Why is this important for nurses?
* Nurses who are prescribed controlled substances by their physicians or APRNs and practice nursing. Its a balancing act yet I don't think there is an appreciation of the risks and liabilities for nurses who take "prescribed" controlled substances and then report to work or who take meds while at work; and
* APRNs in private practice or who work for/with docs in private practice and have prescriptive authority. The State Medical Boards and State Nursing Boards go hard in these cases and unfortunately the majority of docs and nurses will represent themselves with the "I didn't do anything wrong" defense.
More about the "I didn't do anything wrong defense" and how it applies to me this week.
Guess what? I saw this coming two years ago and put together a webinar sponsored by the Center for American Nurses titled:
A Balancing Act in the Workplace, Managing the Risks When a Nurse Takes Prescribed Medication
This is one of my fav. Center webinars and I provide this CD to clients.
What are you saying LaTonia?

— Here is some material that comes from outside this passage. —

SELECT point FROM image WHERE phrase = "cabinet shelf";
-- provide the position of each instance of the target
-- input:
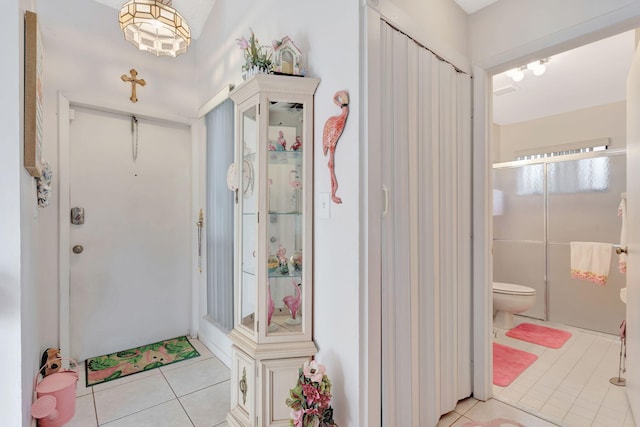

Just give it to me straight without the legal mumbo jumbo.
If you are a nurse (RN, LPN, and APRN) and you are prescribed controlled substances for chronic pain, a nurses back, etc.; is this affecting your nursing practice? What are the risks and potential liabilities for you and your nursing practice? Remember you are your own risk manager on Nursing Law & Order; this isn't Nursing Law & Disorder, not yet anyway.http://advocatefornurses.typepad.com/my2cents/2011/03/the-plan-do-you-need-assistance-with-revising-reviewing-or-developing-the-plan-we-can-help.html
If you are APRN with prescriptive authority, what does this mean for your nursing practice? How can you develop strategies to protect your nursing practice and your nursing license with the "heat" being placed on prescriptive drug abuse? http://advocatefornurses.typepad.com/my2cents/2011/03/the-plan-do-you-need-assistance-with-revising-reviewing-or-developing-the-plan-we-can-help.html
Allegations involving the inappropriate prescribing of controlled substances are complex because multiple state, federal, and/or national agencies or groups are involved on various levels. The implications for MDs and APRNs who prescribe and for LPNs, RNs, and APRNS who use controlled substances and practice are really starting to take shape in the last 3 years. Get ahead of this issue if this applies to you and your nursing practice, its risk management, baby!
This isn't an issue where you want to be caught with your pants down with the pics on FB and the video U-Tube. Be proactive and manage the risk and if you need assistance managing the risks, seek assistance. This is just how licensed healthcare professionals should roll!